We have to be very careful with progress. Progress can be fun. Most leaders want to see progress. Most people do also.
But, as much as we may want—and need—progress, there are reasons we naturally tend to avoid it.
Here are seven reasons we avoid progress:
It stretches us – Progress always takes us to areas we’ve never been before.
I recently hired a personal trainer. We spend a lot of time stretching. If you stretch enough, as much as I may need to, it hurts! I have to feel a little pain so I can eventually feel better and be more productive in my workouts.
It invites change – Always. You can’t have progress without it. Progress loves to stir interest in something new. And, to fuel and maintain the momentum brings continual change.
It’s like buying a new couch for the living room. Pretty soon, if you like the couch enough, you want more new things. You might have to have a new rug in front of the couch. And, then a new chair. And, new curtains. (You get the idea.)
You have to improve – I often say, “You have to get better to get bigger.” It’s true. Progress requires more energy and effort as it progresses.
Every time I’ve initiated some type of development opportunity, it’s required a learning curve among our people. We have to figure something out we have previously never done.
It’s often messy – Progress often goes where there is not a defined system or procedures. In finding new territory, progress gets messy at times.
Most of us, even the risk takers among us (people like me), prefer something in our life that is safe and predictable. Getting to real progress seldom is.
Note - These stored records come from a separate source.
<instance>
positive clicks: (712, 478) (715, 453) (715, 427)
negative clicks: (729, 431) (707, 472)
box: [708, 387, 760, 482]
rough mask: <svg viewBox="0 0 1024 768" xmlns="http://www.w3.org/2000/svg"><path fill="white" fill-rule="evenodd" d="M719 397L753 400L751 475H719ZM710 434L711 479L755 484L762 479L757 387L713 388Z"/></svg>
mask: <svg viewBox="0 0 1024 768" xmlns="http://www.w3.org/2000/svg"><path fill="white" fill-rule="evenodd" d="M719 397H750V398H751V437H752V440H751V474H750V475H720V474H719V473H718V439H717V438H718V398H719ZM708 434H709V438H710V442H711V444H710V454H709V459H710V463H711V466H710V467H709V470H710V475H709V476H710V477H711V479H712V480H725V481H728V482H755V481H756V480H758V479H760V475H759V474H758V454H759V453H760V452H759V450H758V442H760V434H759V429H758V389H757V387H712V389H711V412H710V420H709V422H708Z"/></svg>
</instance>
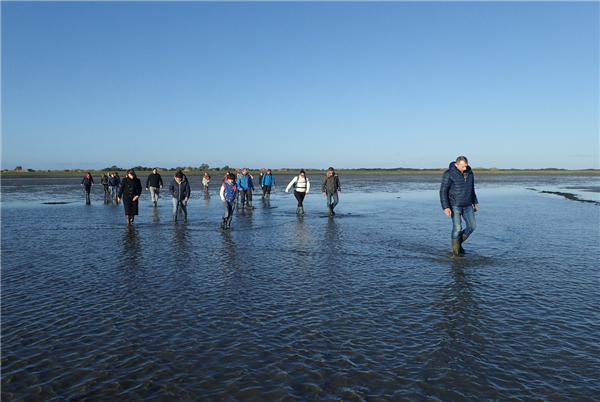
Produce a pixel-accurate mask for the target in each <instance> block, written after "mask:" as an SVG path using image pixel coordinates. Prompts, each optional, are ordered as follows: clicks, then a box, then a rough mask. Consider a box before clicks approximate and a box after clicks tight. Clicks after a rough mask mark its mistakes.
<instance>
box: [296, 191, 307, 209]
mask: <svg viewBox="0 0 600 402" xmlns="http://www.w3.org/2000/svg"><path fill="white" fill-rule="evenodd" d="M294 197H296V200H298V206H299V207H301V206H302V202H303V201H304V197H306V193H300V192H298V191H296V190H294Z"/></svg>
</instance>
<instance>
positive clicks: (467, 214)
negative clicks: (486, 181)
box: [440, 156, 478, 256]
mask: <svg viewBox="0 0 600 402" xmlns="http://www.w3.org/2000/svg"><path fill="white" fill-rule="evenodd" d="M440 202H441V203H442V209H443V210H444V213H445V214H446V215H448V216H451V217H452V254H453V255H455V256H458V255H459V254H463V253H464V252H465V250H464V249H463V248H462V243H463V242H464V241H465V240H467V238H468V237H469V236H470V235H471V233H473V231H474V230H475V228H476V227H477V225H476V223H475V211H477V209H478V208H477V196H476V195H475V178H474V177H473V171H472V170H471V167H470V166H469V161H468V160H467V158H465V157H464V156H459V157H458V158H456V162H450V166H449V167H448V170H446V171H445V172H444V175H443V176H442V185H441V187H440ZM461 217H462V219H463V220H464V221H465V228H464V230H463V229H462V225H461Z"/></svg>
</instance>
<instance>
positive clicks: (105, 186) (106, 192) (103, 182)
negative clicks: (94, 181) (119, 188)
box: [100, 173, 110, 202]
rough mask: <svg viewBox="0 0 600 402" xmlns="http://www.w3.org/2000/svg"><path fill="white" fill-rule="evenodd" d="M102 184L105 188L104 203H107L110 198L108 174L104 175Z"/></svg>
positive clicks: (102, 174)
mask: <svg viewBox="0 0 600 402" xmlns="http://www.w3.org/2000/svg"><path fill="white" fill-rule="evenodd" d="M100 183H101V184H102V187H103V188H104V202H107V201H108V198H109V197H110V189H109V188H108V176H107V175H106V173H103V174H102V178H101V179H100Z"/></svg>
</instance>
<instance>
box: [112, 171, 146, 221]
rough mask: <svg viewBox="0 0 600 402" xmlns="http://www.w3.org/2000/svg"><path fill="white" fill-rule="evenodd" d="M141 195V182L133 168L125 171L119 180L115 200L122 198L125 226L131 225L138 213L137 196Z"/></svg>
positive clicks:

It often defies logic or boundaries – Traditional lines of thought won’t always work with progress. You’ll have to think beyond what’s pre-determined, established and even normal at times.
In church revitalization, for example, as much as we try to build upon the past there really isn’t any way to move forward unless you challenge the way things have always been done. This is often where the resistance begins. It’s uncomfortable.
It invites competition – No one pays attention to a stagnant organization. Show people a little progress and someone will want to join the fun!
Of course, we are all on the “same team” in church work—right? But, our competition isn’t necessarily other churches. The more we find ways to get people into church—the more there is in the world to distract them.
It begs for more – Progress begets progress. People want to keep experiencing the thrill of victory.
And, that stretches us even more, which invites more change, and makes us even more uncomfortable.
You can’t say you haven’t been warned. We have a choice. If we want to achieve progress we have to make sure we are prepared for the “progress” it brings.